And your neighbours many of them have done the same:
Poland is at 4.5 percent already, rising to 4.8 percent next year.
Latvia is at 3.7 percent, and Lithuania is at 4, and they’ve committed to between 5 and 6 percent from 2026.
Then of course there is Finland. Outside the alliance until recently, Helsinki has never forgotten what it took to stop the Red Army and has never dropped its guard.
When they joined NATO, they didn’t just add to our security, they brought an attitude and approach we in Britain need to learn from. And along with Sweden, they shifted the alliance north, reminding me of the bonds we shared in the past under the Viking kings or the Hanseatic treaties.
Then we were expanding and trading. Today, we are protecting what we have built together.
So let’s look at it, let’s look at what is threatened.
Because for years now, Russia has been conducting warlike acts against us, trying to undermine our democracy and our freedom.
We have hidden behind diplomatic dances and weasel words because honesty would have forced us to make choices we wanted to avoid.
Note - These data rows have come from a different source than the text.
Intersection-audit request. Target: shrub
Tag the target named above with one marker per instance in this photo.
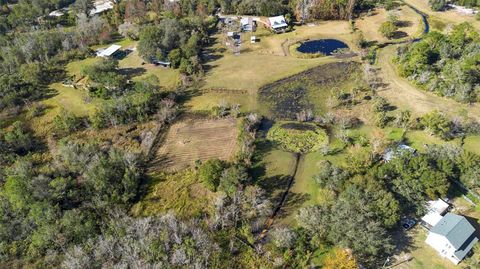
(437, 124)
(66, 121)
(209, 173)
(298, 138)
(388, 29)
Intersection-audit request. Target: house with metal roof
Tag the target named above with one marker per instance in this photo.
(453, 237)
(435, 212)
(278, 23)
(248, 24)
(108, 52)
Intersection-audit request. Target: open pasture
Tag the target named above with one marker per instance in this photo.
(410, 24)
(192, 140)
(309, 90)
(268, 60)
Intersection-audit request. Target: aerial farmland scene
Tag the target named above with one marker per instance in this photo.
(335, 134)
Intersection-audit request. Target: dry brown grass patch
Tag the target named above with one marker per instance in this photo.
(192, 140)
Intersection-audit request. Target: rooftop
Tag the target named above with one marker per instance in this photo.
(455, 228)
(108, 51)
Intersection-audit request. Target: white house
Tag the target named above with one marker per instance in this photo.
(436, 210)
(453, 237)
(110, 51)
(278, 23)
(101, 6)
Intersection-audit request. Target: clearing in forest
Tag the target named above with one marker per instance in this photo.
(192, 140)
(410, 24)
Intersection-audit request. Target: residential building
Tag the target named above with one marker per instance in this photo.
(453, 237)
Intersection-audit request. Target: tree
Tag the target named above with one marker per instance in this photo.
(156, 41)
(438, 5)
(232, 178)
(83, 7)
(210, 172)
(106, 77)
(19, 138)
(175, 57)
(388, 29)
(283, 238)
(66, 121)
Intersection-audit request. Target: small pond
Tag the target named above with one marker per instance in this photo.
(324, 46)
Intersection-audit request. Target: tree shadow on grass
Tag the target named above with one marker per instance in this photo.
(132, 72)
(403, 241)
(293, 202)
(404, 24)
(399, 34)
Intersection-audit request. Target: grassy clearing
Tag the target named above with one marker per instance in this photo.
(442, 18)
(424, 256)
(472, 143)
(180, 193)
(209, 99)
(75, 68)
(167, 77)
(411, 24)
(189, 141)
(403, 94)
(265, 62)
(308, 90)
(71, 99)
(272, 169)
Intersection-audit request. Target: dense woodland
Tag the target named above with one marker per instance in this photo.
(446, 64)
(439, 5)
(65, 202)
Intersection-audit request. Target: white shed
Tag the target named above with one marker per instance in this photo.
(108, 51)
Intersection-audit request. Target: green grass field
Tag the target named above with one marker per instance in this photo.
(180, 193)
(272, 169)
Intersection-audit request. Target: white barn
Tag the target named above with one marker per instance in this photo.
(436, 210)
(453, 237)
(108, 52)
(278, 23)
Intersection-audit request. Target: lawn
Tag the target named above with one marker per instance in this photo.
(167, 77)
(417, 139)
(180, 193)
(424, 256)
(401, 93)
(272, 169)
(411, 24)
(443, 17)
(209, 99)
(75, 68)
(266, 61)
(191, 140)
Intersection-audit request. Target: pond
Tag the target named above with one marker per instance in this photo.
(324, 46)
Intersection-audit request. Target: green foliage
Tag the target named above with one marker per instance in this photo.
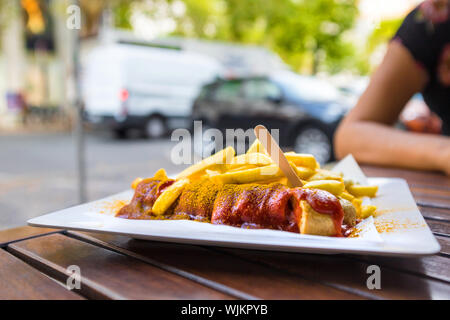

Now personally, I’ve had enough of the obfuscation and evasion. It’s time to say it clearly: the Kremlin is at war with Europe and their allies in Beijing are helping.
Just look at their crimes:
In 2006, the FSB murdered Alexander Litvinenko in London using a chemical so toxic traces from it were later found at more than 40 sites across the city, including on the British Airways flight his killers flew in on.
In 2016, Russian military intelligence plotted to seize the Montenegrin parliament on election night, assassinate the Prime Minister, and install a pro-Russian government to halt the country’s accession to NATO.
In 2018, the GRU poisoned the Skripals with a nerve agent in Salisbury. The perfume bottle they left behind still contained enough to kill a mother of three. In fact, if it had been raining that night and the bottle had tipped into the sewer, it would have gotten into the water supply and killed thousands.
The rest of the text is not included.